詳細的KV格式見 db/memtable.cc / MemTable::Add():internal_key_size(varint) + internal_key(user_key+sequence+type) + value_size(varint) + value。對於上層來說其中的user_key可能還在真正的用戶數據末尾包含了timestamp。

WriteBatch層格式見 db/write_batch.cc / WriteBatchInternal::Put():tag(type) + cf_id(varint) + key_and_timestamp_size(varint) + key_data + timestamp + value_size(varint) + value_data。

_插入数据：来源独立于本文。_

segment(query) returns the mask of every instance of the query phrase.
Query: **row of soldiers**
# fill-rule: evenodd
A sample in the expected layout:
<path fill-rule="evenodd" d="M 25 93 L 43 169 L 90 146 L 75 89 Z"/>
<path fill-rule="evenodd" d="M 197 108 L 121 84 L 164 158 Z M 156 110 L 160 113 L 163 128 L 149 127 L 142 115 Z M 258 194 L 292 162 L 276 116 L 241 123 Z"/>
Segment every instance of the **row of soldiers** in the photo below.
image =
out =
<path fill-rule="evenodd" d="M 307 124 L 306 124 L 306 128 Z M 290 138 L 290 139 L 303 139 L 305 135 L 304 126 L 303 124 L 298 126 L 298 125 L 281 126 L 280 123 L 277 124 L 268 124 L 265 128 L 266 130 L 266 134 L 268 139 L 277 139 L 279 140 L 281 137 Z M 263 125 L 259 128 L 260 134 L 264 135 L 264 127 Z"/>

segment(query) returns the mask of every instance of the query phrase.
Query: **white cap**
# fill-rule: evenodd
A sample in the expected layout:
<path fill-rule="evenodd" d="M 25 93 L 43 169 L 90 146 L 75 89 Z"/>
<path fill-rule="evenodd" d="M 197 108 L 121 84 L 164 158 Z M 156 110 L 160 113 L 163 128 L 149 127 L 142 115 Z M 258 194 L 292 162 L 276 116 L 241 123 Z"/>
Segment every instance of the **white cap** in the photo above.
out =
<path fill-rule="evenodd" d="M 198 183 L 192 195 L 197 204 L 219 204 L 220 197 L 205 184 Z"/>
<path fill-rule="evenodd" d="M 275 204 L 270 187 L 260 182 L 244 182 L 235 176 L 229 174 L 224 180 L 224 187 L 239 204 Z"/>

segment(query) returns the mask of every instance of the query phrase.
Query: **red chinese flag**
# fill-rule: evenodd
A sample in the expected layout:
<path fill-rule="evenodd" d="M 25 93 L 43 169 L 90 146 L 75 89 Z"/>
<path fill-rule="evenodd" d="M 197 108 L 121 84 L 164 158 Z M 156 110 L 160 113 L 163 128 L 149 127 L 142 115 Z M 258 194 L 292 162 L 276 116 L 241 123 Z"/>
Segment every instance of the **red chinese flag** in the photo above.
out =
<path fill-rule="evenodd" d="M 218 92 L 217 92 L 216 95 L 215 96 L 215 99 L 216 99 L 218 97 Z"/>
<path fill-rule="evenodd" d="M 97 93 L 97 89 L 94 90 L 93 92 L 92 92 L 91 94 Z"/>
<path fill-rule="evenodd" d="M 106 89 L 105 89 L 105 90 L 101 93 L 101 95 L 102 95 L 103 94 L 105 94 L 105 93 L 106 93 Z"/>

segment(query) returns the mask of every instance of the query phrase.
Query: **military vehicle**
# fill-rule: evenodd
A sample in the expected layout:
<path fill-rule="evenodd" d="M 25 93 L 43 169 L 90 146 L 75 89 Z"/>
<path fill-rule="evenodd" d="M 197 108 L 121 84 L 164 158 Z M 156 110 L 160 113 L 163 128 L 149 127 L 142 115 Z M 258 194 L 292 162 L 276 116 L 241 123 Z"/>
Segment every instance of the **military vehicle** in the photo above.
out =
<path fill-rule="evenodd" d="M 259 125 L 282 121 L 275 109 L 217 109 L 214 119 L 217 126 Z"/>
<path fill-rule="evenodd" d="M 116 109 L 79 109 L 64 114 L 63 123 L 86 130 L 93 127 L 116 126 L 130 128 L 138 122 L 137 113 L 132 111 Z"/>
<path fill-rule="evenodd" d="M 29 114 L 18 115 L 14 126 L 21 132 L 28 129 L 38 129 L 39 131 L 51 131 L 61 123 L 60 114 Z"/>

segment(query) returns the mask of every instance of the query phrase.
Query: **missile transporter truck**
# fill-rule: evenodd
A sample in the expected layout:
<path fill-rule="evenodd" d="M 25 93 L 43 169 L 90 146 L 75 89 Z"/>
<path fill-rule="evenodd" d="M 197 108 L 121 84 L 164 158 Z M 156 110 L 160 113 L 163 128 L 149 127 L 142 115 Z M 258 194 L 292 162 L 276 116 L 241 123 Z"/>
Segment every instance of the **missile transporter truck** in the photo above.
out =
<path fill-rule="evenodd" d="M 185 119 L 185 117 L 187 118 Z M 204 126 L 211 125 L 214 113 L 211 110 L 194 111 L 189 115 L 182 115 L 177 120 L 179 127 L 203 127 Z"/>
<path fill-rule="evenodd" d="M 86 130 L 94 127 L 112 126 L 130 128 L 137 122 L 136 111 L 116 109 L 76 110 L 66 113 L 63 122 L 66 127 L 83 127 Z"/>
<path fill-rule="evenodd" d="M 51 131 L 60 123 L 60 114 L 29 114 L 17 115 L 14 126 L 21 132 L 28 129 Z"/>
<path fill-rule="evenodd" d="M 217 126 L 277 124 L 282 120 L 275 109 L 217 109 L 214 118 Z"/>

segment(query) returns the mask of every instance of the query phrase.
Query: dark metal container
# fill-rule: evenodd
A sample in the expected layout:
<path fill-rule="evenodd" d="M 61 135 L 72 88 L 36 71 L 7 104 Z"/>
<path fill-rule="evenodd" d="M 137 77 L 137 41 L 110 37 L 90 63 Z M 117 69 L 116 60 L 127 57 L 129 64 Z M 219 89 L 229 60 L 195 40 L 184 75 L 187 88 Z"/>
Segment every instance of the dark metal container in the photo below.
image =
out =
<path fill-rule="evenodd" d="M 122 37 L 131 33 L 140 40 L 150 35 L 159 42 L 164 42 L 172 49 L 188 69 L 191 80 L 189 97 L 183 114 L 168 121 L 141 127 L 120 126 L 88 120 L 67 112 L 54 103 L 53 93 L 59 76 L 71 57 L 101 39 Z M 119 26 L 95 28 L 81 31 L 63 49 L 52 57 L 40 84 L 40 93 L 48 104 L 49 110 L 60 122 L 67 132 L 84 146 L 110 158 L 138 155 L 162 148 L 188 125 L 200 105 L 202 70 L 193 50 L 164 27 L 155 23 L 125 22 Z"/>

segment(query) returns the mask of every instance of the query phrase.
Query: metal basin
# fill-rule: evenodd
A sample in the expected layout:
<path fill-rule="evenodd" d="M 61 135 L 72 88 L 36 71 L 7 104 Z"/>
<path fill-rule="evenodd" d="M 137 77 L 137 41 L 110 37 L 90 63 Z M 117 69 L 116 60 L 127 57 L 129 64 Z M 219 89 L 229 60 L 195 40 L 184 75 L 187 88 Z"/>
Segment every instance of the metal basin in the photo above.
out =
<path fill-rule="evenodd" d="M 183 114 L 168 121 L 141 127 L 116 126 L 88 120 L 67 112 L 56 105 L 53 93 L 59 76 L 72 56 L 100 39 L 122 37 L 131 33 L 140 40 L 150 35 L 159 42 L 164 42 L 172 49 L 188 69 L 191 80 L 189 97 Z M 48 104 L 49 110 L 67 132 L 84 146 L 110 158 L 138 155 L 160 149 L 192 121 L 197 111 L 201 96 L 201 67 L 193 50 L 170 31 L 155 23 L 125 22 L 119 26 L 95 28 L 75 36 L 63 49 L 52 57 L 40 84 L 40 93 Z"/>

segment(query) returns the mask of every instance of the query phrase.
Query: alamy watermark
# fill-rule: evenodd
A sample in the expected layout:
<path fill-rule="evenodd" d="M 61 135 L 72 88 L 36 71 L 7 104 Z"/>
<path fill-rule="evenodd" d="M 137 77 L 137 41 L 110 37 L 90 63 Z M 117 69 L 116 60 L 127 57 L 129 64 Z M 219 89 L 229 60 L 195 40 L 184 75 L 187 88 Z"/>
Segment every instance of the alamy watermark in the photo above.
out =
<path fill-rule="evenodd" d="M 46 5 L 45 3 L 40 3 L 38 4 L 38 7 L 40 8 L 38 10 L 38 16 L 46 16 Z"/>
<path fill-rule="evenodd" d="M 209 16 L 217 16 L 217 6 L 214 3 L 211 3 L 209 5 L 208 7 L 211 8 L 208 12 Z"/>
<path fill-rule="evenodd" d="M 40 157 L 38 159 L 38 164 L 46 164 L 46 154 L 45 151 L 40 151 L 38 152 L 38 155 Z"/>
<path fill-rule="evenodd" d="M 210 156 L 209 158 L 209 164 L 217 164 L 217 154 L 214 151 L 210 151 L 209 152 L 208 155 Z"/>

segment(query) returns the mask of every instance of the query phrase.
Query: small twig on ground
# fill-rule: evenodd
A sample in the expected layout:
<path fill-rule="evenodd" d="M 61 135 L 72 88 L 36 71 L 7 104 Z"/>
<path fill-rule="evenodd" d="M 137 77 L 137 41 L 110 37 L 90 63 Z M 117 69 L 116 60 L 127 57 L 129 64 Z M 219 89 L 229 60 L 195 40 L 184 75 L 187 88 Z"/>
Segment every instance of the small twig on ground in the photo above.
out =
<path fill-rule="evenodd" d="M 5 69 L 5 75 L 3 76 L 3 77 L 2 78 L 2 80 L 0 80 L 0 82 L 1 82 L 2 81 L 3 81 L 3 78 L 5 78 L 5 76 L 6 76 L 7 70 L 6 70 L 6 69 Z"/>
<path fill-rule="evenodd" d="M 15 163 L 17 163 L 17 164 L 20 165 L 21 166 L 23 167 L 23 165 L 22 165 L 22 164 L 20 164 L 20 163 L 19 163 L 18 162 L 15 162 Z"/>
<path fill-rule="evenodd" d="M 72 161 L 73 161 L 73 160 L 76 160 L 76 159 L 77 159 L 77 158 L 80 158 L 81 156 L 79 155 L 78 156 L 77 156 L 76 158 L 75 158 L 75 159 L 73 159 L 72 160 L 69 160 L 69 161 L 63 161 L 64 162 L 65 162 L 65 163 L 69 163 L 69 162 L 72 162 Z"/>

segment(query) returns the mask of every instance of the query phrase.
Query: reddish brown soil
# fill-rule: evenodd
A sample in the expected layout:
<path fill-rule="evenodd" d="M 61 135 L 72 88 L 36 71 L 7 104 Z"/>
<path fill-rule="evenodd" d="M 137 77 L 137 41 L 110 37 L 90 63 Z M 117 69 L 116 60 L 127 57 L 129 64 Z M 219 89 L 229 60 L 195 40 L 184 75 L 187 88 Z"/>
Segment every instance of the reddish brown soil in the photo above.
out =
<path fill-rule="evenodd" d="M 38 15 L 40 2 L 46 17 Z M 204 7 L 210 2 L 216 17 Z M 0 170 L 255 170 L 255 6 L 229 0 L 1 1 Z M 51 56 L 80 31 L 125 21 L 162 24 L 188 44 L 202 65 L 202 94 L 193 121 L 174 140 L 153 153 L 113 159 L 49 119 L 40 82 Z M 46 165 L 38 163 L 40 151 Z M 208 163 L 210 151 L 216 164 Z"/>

注意當啓用TTL時,DBWithTTLImpl::Write()中顯示,timestamp是加到value後面的4字節,TTL的過濾見TtlCompactionFilter。

更多Put()內容見 DBImpl::WriteImpl() -> WriteBatchInternal::InsertInto() -> WriteBatch::Iterate() -> WriteBatchInternal::Iterate() -> MemTableInserter::PutCFImpl() -> MemTable::Add()。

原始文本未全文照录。